Through the Looking Glass Children's Book Reviews

The Year of the Fortune Cookie

The Year of the Fortune Cookie

Andrea Cheng
Illustrator:  Patrice Barton 
Fiction  Series
For ages 7 to 9
Houghton Mifflin Harcourt, 2015   ISBN: 978-0544455924

Anna Wang cannot imagine what it would be like not to have her little sister, Kaylee, in her life, and yet it was not that long ago that Kaylee came to join their family. Over a year ago Anna’s mother and father went to Beijing in China and adopted Kaylee. Back in February Mrs. Sylvester and his husband came over to Anna’s house to talk to Anna’s parents about what it was like to adopt a Chinese baby. Now, in September, the Sylvesters have finally been approved by the Chinese government, and in December they will be going to Beijing to pick up their new baby.

The Sylvesters would like Anna and her mother to go with them, but Mrs. Wang cannot take time off from work for two weeks, and so it is decided that Anna will go with the Sylvesters on her own. The prospect of going on such a journey really excites Anna. Maybe she could even visit the orphanage where Kaylee lived for a while.

In the months leading up to the grand adventure Anna works on a new unit in school called “Who am I?” There are many parts to the unit that interconnect, and Anna starts thinking about who she is on many different levers. What makes her the person she is today? Certainly her Chinese origins are a big part of who she is, but then there is the American part of her as well. Is one part bigger than the other? Does it even matter?

Anna joins a club at school called CAT (Committee Action Team) and soon she is helping out with community projects. When she tells her new friends about her upcoming trip, and that she is hoping to visit the orphanage where Kaylee lived, they decide to raise some money for the orphanage. By making and selling fortune cookies they make over two hundred dollars that Anna will take to China with her when she visits. Later Anna decides that it would be nice to take gifts to the babies at the orphanage too, and soon she and her friends, and some adults as well, are knitting little hats for all the babies.

Not surprisingly, when it is time to leave for China Anna starts to get anxious. She has never been away from her family, let alone for two whole weeks. If she gets homesick she won’t be able to come home. At the same time, Anna really wants to find out what China is like, to learn something about the birthplace of her mother and her little sister. Maybe going to China will help her better understand who she is.

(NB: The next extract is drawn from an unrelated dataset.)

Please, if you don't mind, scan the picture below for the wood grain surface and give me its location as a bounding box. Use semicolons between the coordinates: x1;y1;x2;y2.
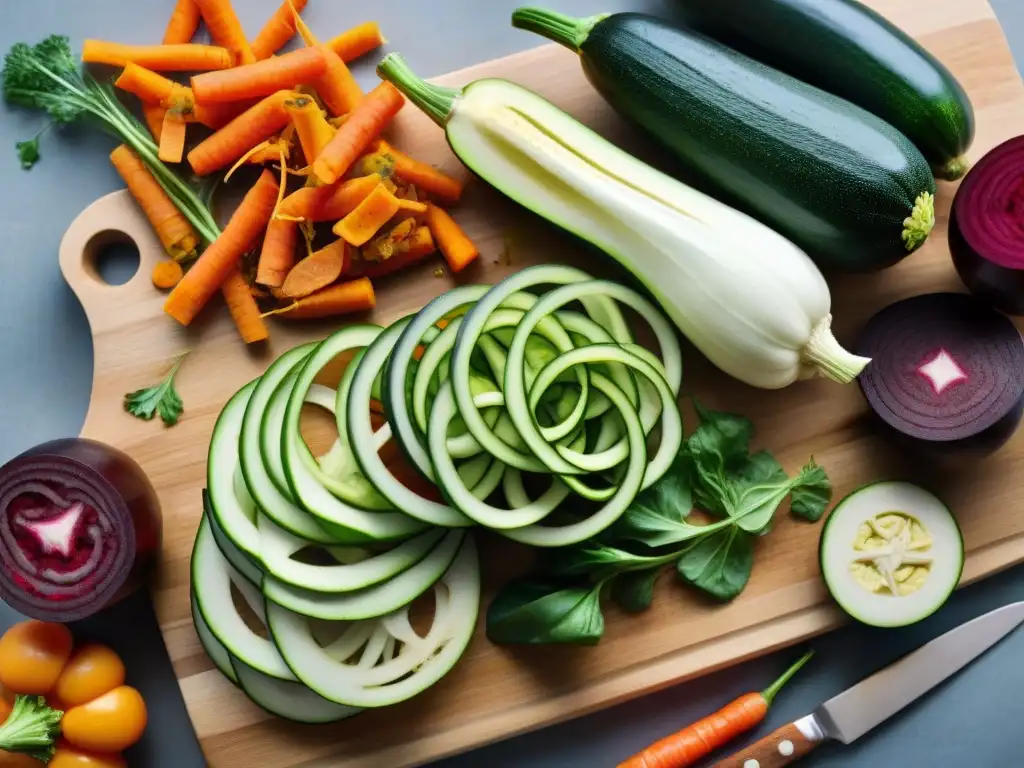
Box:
57;1;1024;765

It turns out that China is full of surprises for a ten-year-old who has never been on a long overseas trip before. Beijing is an incredibly noisy, busy place, and Anna’s Chinese is not good enough to carry on a conversation with the people she meets. Anna, the Sylvesters and the other couples who are in Beijing to adopt babies are taken to see the sights including the Great Wall of China and the Forbidden City. Anna also makes friends with Fan, a teenager who works in the hotel restaurant. Thanks to Fan, Anna starts to see what it would like to live in Beijing.

In this third book about Anna Wang, the girl who not long ago did not really want to go to her Chinese language lessons, begins to connect with her Chinese heritage in a very special way. Readers will get caught up in her story and will want to know what it is like for a girl born and raised in America to go to China. The story brings up interesting questions about self, identity, community and family, and it invites readers to think about who they are.